Lake Barton Refilled After Floyd
Ducks once more dabble, geese swim and herons wade in Lake Barton, which two months ago was drained, to the dismay of those who live around it.
It was mid-September when the 11 acres of Lake Barton, on whose shore sits the 5,800-home community of Burke Centre, was reduced to a vast field of mud. Hurricane Floyd was approaching, and Fairfax County public works personnel opened the floodgates on the lake's 25-foot-tall dam as a precaution.
For a while, rain filled the lake as fast as water poured from the gates. But when Floyd departed, the county decided it was too windy and dangerous to send workers back out to shut the gates.
The next day, residents found a mud flat on which rested two exposed beaver dams and numerous fish, flopping as they died.
The county had a solution: Wait for rain to refill the lake.
That didn't sit well with some residents. "The only solution they've put forward is to walk away," said Eve Herold, who had moved to a house on Lakeside Oak Lane because of its water view. "That's not acceptable."
But the rains that had stayed away during a summer of drought returned. In the next two weeks, the Washington area got two additional periods of heavy rainfall. More rain in October brought the water level back to normal.
"The lake recovered almost without damage," said Ralph J. Conde Jr., a lake-side resident and chairman of a task force created last month to ensure that the lake isn't drained again. Except for the fish, which "died out quite a bit," the lake is again beautiful, he said.
"We were lucky," he added.
-- Peter Pae
Family in Need Still Waiting
Florence Shorter and her five grandchildren, who were profiled three months ago in a Washington Post story about childhood hunger, live in a cramped, cockroach-infested apartment in Northeast Washington.
She and two--sometimes three--of the children sleep on the living room floor. They eat dinner off newspapers on the floor because there is no room for a dining table.
A month after the story appeared, Mayor Anthony A. Williams's spokeswoman, Peggy Armstrong, promised that the mayor would find Shorter's family a better place to live.
"Here is a grandmother trying to raise her grandchildren. The city has a responsibility to help her solve her housing problem, and we will," Armstrong told The Post on Sept. 4.
But nothing has changed. A Department of Human Services employee recently warned Shorter that if she didn't get a bigger place to live, her grandchildren could be taken away.
On Friday, when a reporter called the mayor's office, Armstrong said the city is still trying to help. After the call, a worker at the D.C. Child and Family Services agency called Shorter and said the agency would determine whether she is eligible for a program to help families with inadequate housing.
Monica Testa, spokeswoman for the Capital Area Food Bank, where Shorter works in the warehouse, said she has called the mayor's office repeatedly with little response.
"We're just getting very frustrated," Testa said. "The mayor promised this personally. We haven't seen anything. Now his office is getting a taste of what people every day have to go through to get housing for their families."

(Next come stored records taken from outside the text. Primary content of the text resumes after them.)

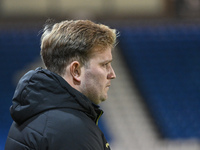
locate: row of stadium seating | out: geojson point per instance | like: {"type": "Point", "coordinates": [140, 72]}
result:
{"type": "Point", "coordinates": [164, 62]}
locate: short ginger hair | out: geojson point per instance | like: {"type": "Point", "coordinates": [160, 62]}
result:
{"type": "Point", "coordinates": [64, 42]}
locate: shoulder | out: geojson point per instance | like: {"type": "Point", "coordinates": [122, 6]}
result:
{"type": "Point", "coordinates": [72, 129]}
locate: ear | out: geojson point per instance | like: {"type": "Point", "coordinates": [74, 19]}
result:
{"type": "Point", "coordinates": [75, 71]}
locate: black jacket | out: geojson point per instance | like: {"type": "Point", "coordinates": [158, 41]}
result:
{"type": "Point", "coordinates": [49, 114]}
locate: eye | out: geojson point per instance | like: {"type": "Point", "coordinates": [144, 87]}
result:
{"type": "Point", "coordinates": [106, 64]}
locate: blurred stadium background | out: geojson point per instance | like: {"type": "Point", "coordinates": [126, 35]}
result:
{"type": "Point", "coordinates": [154, 103]}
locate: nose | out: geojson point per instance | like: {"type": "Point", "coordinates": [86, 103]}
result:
{"type": "Point", "coordinates": [112, 74]}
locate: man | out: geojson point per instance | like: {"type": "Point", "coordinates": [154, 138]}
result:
{"type": "Point", "coordinates": [57, 108]}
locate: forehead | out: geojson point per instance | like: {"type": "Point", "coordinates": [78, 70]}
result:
{"type": "Point", "coordinates": [103, 54]}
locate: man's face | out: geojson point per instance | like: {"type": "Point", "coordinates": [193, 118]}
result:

Meanwhile, Shorter continues to struggle with her grandchildren in a run-down building where every unit is vacant except hers. Shorter, who is going to school to get her GED after work, is caring for her grandchildren because their mother is a drug addict on the streets.

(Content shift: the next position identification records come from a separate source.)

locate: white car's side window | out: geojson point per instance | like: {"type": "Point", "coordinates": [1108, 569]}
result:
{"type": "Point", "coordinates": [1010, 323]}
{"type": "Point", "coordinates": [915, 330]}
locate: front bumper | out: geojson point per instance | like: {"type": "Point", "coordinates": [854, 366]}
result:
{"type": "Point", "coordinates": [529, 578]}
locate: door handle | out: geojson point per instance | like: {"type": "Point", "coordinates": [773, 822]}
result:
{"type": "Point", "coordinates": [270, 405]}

She was somewhat encouraged by Friday's telephone call but doesn't want to get her hopes up. "I feel just really discouraged," she said. "My apartment is too small. I have to put stuff out on my back porch. There are roaches everywhere, and I worry about them getting in our food. I'm just sick of it."
-- Sari Horwitz
Athletic Club Plan Withdrawn
Montgomery County residents opposing an athletic facility near Norbeck Road and Georgia Avenue won a big round in court two months ago and now appear to have clinched the match. A developer withdrew his appeal and said last week the property has been sold.
The dispute over the proposed Norbeck Athletic Club pitted sports enthusiasts seeking space for growing hockey and soccer leagues against homeowners concerned about traffic and development.

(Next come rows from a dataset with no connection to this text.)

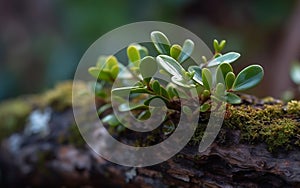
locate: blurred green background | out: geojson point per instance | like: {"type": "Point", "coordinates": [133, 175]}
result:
{"type": "Point", "coordinates": [42, 41]}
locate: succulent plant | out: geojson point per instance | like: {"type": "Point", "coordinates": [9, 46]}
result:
{"type": "Point", "coordinates": [212, 79]}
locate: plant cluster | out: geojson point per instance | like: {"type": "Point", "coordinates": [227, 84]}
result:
{"type": "Point", "coordinates": [295, 77]}
{"type": "Point", "coordinates": [213, 79]}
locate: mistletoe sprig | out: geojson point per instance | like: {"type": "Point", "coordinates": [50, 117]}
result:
{"type": "Point", "coordinates": [212, 79]}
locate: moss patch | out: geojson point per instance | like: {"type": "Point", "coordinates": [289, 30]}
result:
{"type": "Point", "coordinates": [13, 115]}
{"type": "Point", "coordinates": [276, 125]}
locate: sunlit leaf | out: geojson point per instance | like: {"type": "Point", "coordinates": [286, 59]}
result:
{"type": "Point", "coordinates": [161, 42]}
{"type": "Point", "coordinates": [94, 71]}
{"type": "Point", "coordinates": [205, 107]}
{"type": "Point", "coordinates": [187, 50]}
{"type": "Point", "coordinates": [222, 71]}
{"type": "Point", "coordinates": [175, 51]}
{"type": "Point", "coordinates": [133, 55]}
{"type": "Point", "coordinates": [198, 73]}
{"type": "Point", "coordinates": [229, 80]}
{"type": "Point", "coordinates": [183, 82]}
{"type": "Point", "coordinates": [227, 58]}
{"type": "Point", "coordinates": [148, 67]}
{"type": "Point", "coordinates": [207, 78]}
{"type": "Point", "coordinates": [233, 98]}
{"type": "Point", "coordinates": [111, 120]}
{"type": "Point", "coordinates": [170, 65]}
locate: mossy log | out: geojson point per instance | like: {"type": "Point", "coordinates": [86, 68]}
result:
{"type": "Point", "coordinates": [237, 158]}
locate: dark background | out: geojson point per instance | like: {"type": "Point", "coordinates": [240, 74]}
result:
{"type": "Point", "coordinates": [42, 41]}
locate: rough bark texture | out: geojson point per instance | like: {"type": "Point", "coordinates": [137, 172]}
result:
{"type": "Point", "coordinates": [53, 161]}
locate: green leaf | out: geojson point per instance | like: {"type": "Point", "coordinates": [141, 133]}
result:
{"type": "Point", "coordinates": [155, 87]}
{"type": "Point", "coordinates": [111, 120]}
{"type": "Point", "coordinates": [248, 77]}
{"type": "Point", "coordinates": [114, 71]}
{"type": "Point", "coordinates": [233, 98]}
{"type": "Point", "coordinates": [220, 90]}
{"type": "Point", "coordinates": [105, 75]}
{"type": "Point", "coordinates": [144, 115]}
{"type": "Point", "coordinates": [198, 73]}
{"type": "Point", "coordinates": [101, 62]}
{"type": "Point", "coordinates": [94, 71]}
{"type": "Point", "coordinates": [148, 67]}
{"type": "Point", "coordinates": [222, 70]}
{"type": "Point", "coordinates": [143, 51]}
{"type": "Point", "coordinates": [187, 50]}
{"type": "Point", "coordinates": [170, 65]}
{"type": "Point", "coordinates": [175, 51]}
{"type": "Point", "coordinates": [161, 42]}
{"type": "Point", "coordinates": [133, 55]}
{"type": "Point", "coordinates": [295, 73]}
{"type": "Point", "coordinates": [222, 45]}
{"type": "Point", "coordinates": [171, 93]}
{"type": "Point", "coordinates": [204, 107]}
{"type": "Point", "coordinates": [228, 58]}
{"type": "Point", "coordinates": [207, 78]}
{"type": "Point", "coordinates": [124, 91]}
{"type": "Point", "coordinates": [183, 82]}
{"type": "Point", "coordinates": [216, 45]}
{"type": "Point", "coordinates": [111, 61]}
{"type": "Point", "coordinates": [125, 107]}
{"type": "Point", "coordinates": [148, 101]}
{"type": "Point", "coordinates": [164, 92]}
{"type": "Point", "coordinates": [229, 80]}
{"type": "Point", "coordinates": [104, 108]}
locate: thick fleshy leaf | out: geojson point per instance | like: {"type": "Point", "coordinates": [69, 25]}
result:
{"type": "Point", "coordinates": [148, 101]}
{"type": "Point", "coordinates": [105, 75]}
{"type": "Point", "coordinates": [170, 90]}
{"type": "Point", "coordinates": [101, 62]}
{"type": "Point", "coordinates": [148, 67]}
{"type": "Point", "coordinates": [175, 51]}
{"type": "Point", "coordinates": [133, 55]}
{"type": "Point", "coordinates": [125, 107]}
{"type": "Point", "coordinates": [114, 71]}
{"type": "Point", "coordinates": [155, 87]}
{"type": "Point", "coordinates": [164, 92]}
{"type": "Point", "coordinates": [111, 120]}
{"type": "Point", "coordinates": [143, 51]}
{"type": "Point", "coordinates": [183, 82]}
{"type": "Point", "coordinates": [104, 108]}
{"type": "Point", "coordinates": [170, 65]}
{"type": "Point", "coordinates": [124, 91]}
{"type": "Point", "coordinates": [248, 77]}
{"type": "Point", "coordinates": [207, 78]}
{"type": "Point", "coordinates": [161, 42]}
{"type": "Point", "coordinates": [205, 107]}
{"type": "Point", "coordinates": [233, 98]}
{"type": "Point", "coordinates": [227, 58]}
{"type": "Point", "coordinates": [111, 61]}
{"type": "Point", "coordinates": [295, 73]}
{"type": "Point", "coordinates": [94, 71]}
{"type": "Point", "coordinates": [220, 90]}
{"type": "Point", "coordinates": [187, 50]}
{"type": "Point", "coordinates": [222, 71]}
{"type": "Point", "coordinates": [144, 115]}
{"type": "Point", "coordinates": [198, 73]}
{"type": "Point", "coordinates": [229, 80]}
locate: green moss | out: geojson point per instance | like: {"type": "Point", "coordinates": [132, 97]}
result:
{"type": "Point", "coordinates": [293, 107]}
{"type": "Point", "coordinates": [270, 124]}
{"type": "Point", "coordinates": [58, 98]}
{"type": "Point", "coordinates": [13, 115]}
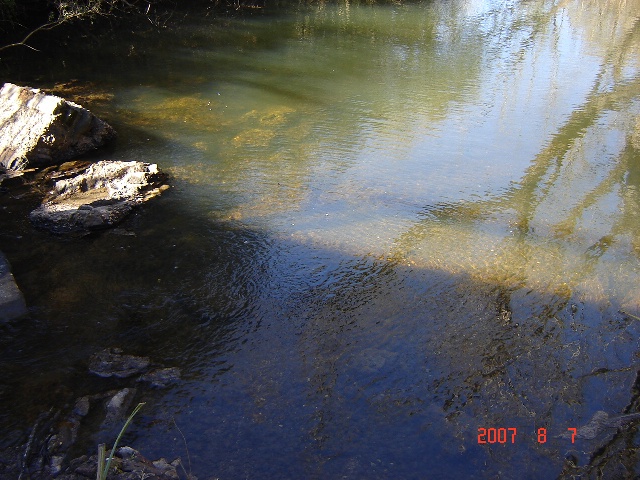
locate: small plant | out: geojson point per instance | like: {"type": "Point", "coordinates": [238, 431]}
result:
{"type": "Point", "coordinates": [103, 470]}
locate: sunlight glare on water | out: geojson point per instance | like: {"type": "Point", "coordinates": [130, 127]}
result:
{"type": "Point", "coordinates": [389, 225]}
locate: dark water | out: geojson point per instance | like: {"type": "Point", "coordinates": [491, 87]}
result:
{"type": "Point", "coordinates": [389, 227]}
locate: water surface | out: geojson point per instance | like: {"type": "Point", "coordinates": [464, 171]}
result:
{"type": "Point", "coordinates": [389, 226]}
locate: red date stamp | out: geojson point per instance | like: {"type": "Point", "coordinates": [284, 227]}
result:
{"type": "Point", "coordinates": [508, 435]}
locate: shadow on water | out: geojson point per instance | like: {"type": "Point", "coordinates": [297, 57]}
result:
{"type": "Point", "coordinates": [304, 361]}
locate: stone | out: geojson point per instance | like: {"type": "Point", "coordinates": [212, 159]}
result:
{"type": "Point", "coordinates": [128, 463]}
{"type": "Point", "coordinates": [98, 197]}
{"type": "Point", "coordinates": [160, 377]}
{"type": "Point", "coordinates": [118, 405]}
{"type": "Point", "coordinates": [12, 304]}
{"type": "Point", "coordinates": [113, 363]}
{"type": "Point", "coordinates": [38, 130]}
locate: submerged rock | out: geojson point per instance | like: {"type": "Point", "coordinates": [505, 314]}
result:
{"type": "Point", "coordinates": [113, 363]}
{"type": "Point", "coordinates": [98, 197]}
{"type": "Point", "coordinates": [38, 130]}
{"type": "Point", "coordinates": [128, 464]}
{"type": "Point", "coordinates": [161, 377]}
{"type": "Point", "coordinates": [12, 303]}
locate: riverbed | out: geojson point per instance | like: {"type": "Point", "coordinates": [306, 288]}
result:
{"type": "Point", "coordinates": [401, 241]}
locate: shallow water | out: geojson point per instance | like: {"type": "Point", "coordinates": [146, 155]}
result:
{"type": "Point", "coordinates": [389, 226]}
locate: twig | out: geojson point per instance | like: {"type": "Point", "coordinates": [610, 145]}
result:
{"type": "Point", "coordinates": [185, 447]}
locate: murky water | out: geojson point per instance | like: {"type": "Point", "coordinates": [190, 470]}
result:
{"type": "Point", "coordinates": [390, 226]}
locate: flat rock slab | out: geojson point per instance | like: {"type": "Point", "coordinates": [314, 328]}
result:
{"type": "Point", "coordinates": [12, 303]}
{"type": "Point", "coordinates": [113, 363]}
{"type": "Point", "coordinates": [39, 130]}
{"type": "Point", "coordinates": [98, 196]}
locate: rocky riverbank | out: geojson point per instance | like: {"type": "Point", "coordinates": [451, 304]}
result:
{"type": "Point", "coordinates": [40, 135]}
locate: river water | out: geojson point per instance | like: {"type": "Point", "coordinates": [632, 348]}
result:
{"type": "Point", "coordinates": [389, 227]}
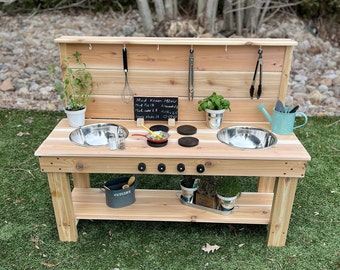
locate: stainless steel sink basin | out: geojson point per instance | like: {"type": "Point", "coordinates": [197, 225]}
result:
{"type": "Point", "coordinates": [247, 137]}
{"type": "Point", "coordinates": [96, 134]}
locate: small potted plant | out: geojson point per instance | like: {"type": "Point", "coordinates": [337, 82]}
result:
{"type": "Point", "coordinates": [228, 189]}
{"type": "Point", "coordinates": [75, 89]}
{"type": "Point", "coordinates": [215, 105]}
{"type": "Point", "coordinates": [189, 186]}
{"type": "Point", "coordinates": [206, 192]}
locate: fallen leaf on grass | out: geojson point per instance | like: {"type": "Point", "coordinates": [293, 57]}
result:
{"type": "Point", "coordinates": [210, 248]}
{"type": "Point", "coordinates": [18, 201]}
{"type": "Point", "coordinates": [20, 134]}
{"type": "Point", "coordinates": [49, 264]}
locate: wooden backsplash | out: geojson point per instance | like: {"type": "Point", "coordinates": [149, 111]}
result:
{"type": "Point", "coordinates": [159, 67]}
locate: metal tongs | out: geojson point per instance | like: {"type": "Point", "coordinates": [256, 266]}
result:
{"type": "Point", "coordinates": [191, 75]}
{"type": "Point", "coordinates": [252, 87]}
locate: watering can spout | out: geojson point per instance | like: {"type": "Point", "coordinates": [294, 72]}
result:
{"type": "Point", "coordinates": [265, 113]}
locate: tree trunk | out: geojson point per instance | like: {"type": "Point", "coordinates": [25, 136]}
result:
{"type": "Point", "coordinates": [210, 15]}
{"type": "Point", "coordinates": [144, 10]}
{"type": "Point", "coordinates": [159, 6]}
{"type": "Point", "coordinates": [171, 9]}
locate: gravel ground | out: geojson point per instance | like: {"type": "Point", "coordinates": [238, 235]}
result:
{"type": "Point", "coordinates": [27, 49]}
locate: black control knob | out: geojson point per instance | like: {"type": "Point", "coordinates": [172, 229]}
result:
{"type": "Point", "coordinates": [200, 168]}
{"type": "Point", "coordinates": [141, 167]}
{"type": "Point", "coordinates": [180, 167]}
{"type": "Point", "coordinates": [161, 167]}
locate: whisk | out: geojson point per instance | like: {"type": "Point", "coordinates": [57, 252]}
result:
{"type": "Point", "coordinates": [126, 92]}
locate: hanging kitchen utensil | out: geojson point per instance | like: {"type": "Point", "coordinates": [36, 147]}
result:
{"type": "Point", "coordinates": [126, 92]}
{"type": "Point", "coordinates": [252, 87]}
{"type": "Point", "coordinates": [191, 75]}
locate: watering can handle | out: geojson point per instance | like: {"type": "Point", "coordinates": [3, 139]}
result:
{"type": "Point", "coordinates": [306, 119]}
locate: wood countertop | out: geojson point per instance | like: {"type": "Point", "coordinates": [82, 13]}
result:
{"type": "Point", "coordinates": [57, 144]}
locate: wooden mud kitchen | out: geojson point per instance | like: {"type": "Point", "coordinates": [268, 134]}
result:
{"type": "Point", "coordinates": [158, 69]}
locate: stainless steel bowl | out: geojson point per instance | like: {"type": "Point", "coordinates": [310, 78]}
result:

The facility would have been built on 20 acres off Coolidge Avenue and provided a 2,000-meter (or about 1.25-mile) track, two basketball courts and three indoor fields.
Residents appealed a special exception for the facility approved in June by the Montgomery County Board of Appeals, and in September, Circuit Court Judge Martha G. Kavanaugh reversed the board's decision. By classifying the facility as "private" rather than "commercial," Kavanaugh wrote, the board "attempted to circumvent the zoning requirements."
Gil Willson, one of the project's developers, appealed the decision but two weeks ago decided to abandon the project, in which he said he had invested $150,000. He said the land has been sold.
The Norbeck area neighbors who mounted the legal battle said they are happy about Willson's decision and even happier about the reversal of the special exception--a rare event in Montgomery County, where they have long been criticized by civic organizations.